Dallas — With an exciting program on paper for the Dallas Symphony—of a duo-piano Poulenc and a world premiere bookended by Mozart—it’s guaranteed to be a good time. Both Mozart were pieces from near the end of his too-short life. Think the modern Margret Hunt Hill bridge spanning a Mozart on either bank. Doubling anticipation was the recent news Music Director Jaap van Zweden begins a new post leading the New York Philharmonic in 2018. So no time like the present to wring out your ultimo crescendo con fuoco.
The audience was waiting to be stimulated. The concert began with the overture to the Mozart opera The Magic Flute. The silent Meyerson cracked open with low brass aha rebounded by buoyant string. Within seconds the orchestra members were listening to each other’s fugal runs. Maestro Van Zweden commanded the symphony by sheer impulse of will, his baton most often prodding each section to dominate the other. Their tone was silken even when fortissimo. Unison accents were magnified as if to personify Mozart’s quote, “The most impudent one has the best chance.” It was appropriately fun and delightful.
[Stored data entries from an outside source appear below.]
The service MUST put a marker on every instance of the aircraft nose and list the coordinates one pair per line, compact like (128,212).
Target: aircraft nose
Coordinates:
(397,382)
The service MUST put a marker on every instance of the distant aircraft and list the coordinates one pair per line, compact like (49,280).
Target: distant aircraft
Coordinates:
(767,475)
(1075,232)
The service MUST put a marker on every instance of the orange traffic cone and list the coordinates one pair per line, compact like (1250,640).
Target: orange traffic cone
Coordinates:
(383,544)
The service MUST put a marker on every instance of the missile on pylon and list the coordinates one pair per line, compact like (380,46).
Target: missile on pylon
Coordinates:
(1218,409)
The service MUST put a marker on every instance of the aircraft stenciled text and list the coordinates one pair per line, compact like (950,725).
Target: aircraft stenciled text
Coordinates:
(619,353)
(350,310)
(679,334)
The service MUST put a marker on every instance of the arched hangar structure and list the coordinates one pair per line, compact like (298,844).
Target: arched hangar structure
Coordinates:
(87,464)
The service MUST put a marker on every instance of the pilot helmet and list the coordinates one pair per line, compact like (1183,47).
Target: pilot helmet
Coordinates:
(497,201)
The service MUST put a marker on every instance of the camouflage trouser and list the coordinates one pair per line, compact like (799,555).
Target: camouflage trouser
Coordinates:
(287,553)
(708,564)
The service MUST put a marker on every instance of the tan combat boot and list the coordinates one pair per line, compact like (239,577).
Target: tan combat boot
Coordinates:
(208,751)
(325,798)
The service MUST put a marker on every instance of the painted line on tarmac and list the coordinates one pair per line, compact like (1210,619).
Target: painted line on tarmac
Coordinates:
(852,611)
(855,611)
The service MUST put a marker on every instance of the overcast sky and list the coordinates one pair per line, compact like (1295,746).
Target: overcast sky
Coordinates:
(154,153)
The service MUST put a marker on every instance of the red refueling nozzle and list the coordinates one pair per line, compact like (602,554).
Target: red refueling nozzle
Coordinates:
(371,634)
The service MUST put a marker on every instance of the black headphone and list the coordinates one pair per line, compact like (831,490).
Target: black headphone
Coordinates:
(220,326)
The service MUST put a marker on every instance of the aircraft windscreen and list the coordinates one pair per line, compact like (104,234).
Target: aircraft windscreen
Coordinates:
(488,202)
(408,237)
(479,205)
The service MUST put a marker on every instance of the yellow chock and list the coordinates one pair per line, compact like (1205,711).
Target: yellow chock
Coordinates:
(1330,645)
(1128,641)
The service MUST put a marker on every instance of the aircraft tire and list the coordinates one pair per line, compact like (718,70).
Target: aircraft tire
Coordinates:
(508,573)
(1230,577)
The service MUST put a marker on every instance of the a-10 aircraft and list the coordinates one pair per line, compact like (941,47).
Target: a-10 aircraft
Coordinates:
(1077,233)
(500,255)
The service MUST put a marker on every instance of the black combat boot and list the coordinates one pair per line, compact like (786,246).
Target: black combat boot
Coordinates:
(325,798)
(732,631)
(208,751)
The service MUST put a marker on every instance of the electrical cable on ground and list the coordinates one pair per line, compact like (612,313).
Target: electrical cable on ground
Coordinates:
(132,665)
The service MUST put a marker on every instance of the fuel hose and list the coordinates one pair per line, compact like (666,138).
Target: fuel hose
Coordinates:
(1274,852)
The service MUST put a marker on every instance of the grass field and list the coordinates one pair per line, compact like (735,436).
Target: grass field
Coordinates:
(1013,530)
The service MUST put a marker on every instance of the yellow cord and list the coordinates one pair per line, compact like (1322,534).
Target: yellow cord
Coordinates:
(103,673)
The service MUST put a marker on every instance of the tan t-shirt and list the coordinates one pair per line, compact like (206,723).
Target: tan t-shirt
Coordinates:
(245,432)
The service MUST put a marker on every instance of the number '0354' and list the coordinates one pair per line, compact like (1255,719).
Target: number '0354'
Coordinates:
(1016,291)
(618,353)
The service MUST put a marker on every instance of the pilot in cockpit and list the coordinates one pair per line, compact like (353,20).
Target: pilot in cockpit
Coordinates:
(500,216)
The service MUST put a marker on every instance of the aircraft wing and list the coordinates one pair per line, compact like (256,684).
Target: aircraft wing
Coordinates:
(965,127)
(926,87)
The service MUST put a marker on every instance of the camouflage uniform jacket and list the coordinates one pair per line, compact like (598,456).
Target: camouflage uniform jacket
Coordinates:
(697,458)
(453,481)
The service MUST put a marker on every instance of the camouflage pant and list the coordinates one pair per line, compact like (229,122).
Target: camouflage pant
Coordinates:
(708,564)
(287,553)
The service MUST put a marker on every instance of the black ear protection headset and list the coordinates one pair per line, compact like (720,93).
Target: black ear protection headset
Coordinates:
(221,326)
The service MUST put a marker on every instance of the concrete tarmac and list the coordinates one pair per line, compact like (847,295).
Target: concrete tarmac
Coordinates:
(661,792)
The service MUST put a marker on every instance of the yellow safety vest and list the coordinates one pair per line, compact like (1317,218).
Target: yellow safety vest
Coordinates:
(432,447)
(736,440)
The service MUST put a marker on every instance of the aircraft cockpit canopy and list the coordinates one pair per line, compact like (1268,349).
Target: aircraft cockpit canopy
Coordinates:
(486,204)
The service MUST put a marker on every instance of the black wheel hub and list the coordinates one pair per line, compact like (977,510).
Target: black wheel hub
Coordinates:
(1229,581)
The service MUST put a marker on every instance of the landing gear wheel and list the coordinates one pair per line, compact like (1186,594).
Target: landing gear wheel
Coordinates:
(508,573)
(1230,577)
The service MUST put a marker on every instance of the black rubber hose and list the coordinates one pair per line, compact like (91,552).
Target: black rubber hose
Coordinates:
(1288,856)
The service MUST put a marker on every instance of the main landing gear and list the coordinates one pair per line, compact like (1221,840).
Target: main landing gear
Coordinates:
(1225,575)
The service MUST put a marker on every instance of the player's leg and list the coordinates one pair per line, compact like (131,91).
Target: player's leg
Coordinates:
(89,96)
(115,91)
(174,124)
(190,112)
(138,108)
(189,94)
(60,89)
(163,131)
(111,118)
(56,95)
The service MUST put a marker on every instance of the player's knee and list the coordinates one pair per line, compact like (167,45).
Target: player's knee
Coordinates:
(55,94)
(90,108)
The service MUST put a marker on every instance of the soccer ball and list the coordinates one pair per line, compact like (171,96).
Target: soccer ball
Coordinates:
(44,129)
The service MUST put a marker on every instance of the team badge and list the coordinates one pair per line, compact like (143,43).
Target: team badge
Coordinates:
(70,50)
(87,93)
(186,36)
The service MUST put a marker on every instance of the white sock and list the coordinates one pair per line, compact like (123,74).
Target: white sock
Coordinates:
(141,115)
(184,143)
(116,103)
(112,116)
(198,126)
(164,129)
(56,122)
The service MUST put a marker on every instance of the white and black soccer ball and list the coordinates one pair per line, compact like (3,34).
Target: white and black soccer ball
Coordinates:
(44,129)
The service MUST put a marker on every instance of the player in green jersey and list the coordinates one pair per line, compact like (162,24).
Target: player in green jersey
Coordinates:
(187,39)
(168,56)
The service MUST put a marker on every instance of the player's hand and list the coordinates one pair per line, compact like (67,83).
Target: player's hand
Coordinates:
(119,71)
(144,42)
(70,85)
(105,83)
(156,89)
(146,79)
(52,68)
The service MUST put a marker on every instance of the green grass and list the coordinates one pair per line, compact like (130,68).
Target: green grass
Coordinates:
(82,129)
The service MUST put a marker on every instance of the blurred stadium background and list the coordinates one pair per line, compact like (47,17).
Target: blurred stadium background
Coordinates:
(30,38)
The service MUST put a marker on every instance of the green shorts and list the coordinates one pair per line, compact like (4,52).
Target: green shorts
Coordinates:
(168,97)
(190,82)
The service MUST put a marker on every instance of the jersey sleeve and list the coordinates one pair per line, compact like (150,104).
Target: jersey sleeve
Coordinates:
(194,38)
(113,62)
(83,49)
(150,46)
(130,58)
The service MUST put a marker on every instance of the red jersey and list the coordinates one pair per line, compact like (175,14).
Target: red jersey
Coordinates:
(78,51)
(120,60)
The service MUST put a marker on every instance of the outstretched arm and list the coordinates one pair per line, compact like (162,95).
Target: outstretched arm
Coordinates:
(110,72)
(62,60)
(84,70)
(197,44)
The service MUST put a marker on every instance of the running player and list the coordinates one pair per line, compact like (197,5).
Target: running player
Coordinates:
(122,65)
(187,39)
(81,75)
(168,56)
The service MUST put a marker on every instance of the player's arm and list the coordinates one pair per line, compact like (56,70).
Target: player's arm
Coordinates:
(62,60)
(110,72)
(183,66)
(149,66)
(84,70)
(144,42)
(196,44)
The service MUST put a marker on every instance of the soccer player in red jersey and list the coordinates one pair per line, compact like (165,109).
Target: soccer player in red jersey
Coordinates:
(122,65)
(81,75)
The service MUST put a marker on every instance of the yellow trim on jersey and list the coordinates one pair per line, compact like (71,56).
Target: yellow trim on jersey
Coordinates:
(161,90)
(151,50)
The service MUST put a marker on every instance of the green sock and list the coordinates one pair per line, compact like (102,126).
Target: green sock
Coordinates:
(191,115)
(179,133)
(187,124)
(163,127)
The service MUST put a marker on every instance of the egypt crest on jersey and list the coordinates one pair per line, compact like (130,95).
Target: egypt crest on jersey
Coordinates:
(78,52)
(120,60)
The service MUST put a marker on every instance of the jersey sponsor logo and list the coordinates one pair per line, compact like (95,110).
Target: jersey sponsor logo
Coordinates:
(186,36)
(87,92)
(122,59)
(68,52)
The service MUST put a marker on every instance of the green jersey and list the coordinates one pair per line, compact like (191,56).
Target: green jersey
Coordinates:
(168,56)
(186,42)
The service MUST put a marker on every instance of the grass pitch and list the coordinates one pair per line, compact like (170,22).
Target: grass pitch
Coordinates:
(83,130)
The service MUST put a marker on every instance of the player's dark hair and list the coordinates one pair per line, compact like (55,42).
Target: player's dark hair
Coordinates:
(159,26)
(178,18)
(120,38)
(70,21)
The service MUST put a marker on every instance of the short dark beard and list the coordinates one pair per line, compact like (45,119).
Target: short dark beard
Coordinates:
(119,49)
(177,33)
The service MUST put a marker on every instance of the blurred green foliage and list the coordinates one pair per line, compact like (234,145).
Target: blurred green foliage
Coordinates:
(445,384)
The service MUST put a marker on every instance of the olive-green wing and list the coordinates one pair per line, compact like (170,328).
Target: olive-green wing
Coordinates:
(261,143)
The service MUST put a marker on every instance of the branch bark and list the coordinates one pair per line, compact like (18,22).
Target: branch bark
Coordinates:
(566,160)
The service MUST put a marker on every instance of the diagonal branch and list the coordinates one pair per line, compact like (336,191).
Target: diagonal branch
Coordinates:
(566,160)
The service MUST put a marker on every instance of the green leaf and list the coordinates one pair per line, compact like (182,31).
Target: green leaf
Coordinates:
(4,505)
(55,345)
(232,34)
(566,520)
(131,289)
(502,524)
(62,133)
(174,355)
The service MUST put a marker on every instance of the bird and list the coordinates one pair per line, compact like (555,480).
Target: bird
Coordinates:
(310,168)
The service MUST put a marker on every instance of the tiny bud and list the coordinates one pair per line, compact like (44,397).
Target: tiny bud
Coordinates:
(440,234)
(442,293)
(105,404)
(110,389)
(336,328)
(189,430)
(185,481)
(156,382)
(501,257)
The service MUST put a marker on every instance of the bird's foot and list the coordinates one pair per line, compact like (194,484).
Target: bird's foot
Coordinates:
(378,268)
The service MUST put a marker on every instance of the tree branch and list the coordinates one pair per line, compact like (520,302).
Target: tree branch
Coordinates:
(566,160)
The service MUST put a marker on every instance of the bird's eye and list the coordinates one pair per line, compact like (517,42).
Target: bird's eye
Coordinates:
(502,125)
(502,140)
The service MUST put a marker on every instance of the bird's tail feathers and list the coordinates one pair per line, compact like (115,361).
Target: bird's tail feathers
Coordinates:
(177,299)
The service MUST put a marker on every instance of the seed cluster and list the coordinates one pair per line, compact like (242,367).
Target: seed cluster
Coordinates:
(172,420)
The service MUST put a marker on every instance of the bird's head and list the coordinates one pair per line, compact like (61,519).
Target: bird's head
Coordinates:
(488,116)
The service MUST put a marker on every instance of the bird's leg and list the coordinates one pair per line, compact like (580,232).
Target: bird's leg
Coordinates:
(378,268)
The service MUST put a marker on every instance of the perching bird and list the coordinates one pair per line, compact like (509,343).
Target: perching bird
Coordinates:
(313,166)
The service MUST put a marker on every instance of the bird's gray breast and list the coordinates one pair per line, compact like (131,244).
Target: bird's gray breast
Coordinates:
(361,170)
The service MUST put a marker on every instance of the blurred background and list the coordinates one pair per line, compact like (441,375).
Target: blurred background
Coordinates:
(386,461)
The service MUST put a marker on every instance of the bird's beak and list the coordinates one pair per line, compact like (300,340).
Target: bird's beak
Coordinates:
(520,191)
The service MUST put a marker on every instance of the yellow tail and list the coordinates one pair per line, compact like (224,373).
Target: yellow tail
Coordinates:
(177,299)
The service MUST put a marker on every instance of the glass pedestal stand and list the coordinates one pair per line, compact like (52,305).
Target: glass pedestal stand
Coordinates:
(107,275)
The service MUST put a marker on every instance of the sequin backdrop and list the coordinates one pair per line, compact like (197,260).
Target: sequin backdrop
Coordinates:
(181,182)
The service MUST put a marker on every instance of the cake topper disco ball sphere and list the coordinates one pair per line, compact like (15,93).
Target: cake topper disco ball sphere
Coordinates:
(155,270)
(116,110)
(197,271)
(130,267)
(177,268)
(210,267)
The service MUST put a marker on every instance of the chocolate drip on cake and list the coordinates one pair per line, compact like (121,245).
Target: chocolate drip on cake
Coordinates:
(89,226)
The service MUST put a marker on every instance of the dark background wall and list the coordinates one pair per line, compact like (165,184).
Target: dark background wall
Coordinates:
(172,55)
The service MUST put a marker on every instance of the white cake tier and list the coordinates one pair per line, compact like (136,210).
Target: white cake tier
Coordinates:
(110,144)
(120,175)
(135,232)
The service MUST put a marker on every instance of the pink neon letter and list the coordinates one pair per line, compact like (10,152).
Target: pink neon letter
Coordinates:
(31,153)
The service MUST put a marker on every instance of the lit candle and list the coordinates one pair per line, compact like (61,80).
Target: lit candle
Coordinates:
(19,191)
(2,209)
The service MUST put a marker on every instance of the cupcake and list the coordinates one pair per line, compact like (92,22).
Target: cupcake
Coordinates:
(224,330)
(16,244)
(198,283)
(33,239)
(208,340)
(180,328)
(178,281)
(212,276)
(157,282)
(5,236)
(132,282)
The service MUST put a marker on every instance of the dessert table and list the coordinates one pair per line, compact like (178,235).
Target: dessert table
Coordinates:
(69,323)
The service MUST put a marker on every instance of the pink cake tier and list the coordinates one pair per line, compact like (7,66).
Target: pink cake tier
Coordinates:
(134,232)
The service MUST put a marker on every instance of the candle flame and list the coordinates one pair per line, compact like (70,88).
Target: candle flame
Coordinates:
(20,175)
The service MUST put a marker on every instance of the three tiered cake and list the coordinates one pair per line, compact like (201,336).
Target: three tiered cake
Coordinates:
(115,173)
The audience was ready for anything. Next came the Concerto for Two Pianos and Orchestra by Francis Poulenc. Expecting jazzy pastels and gaiety, instead there was electric shock and redirection. Sisters Katia and Marielle Labèque were a dramatic pair, handling Poulenc’s whimsical adventure with aplomb. A flute trill matched a pianistic glissando. After inserting punctuation the orchestra would add a few seconds of connective tissue when the story took a bi-tonal turn. Without warning Poulenc shifted between multiple personalities. He was Mozart via post-war Paris, then Igor Stravinsky, then Kurt Weill, then Aaron Copland, then Bernard Herrmann, then György Ligeti, then Brian Eno. He was the Everyman with ADHD. He even managed to occasionally reference Francis Poulenc, like tangents in a dream from a stolen-sound salad.
At intermission the orchestra’s passion had not yet registered above a B+.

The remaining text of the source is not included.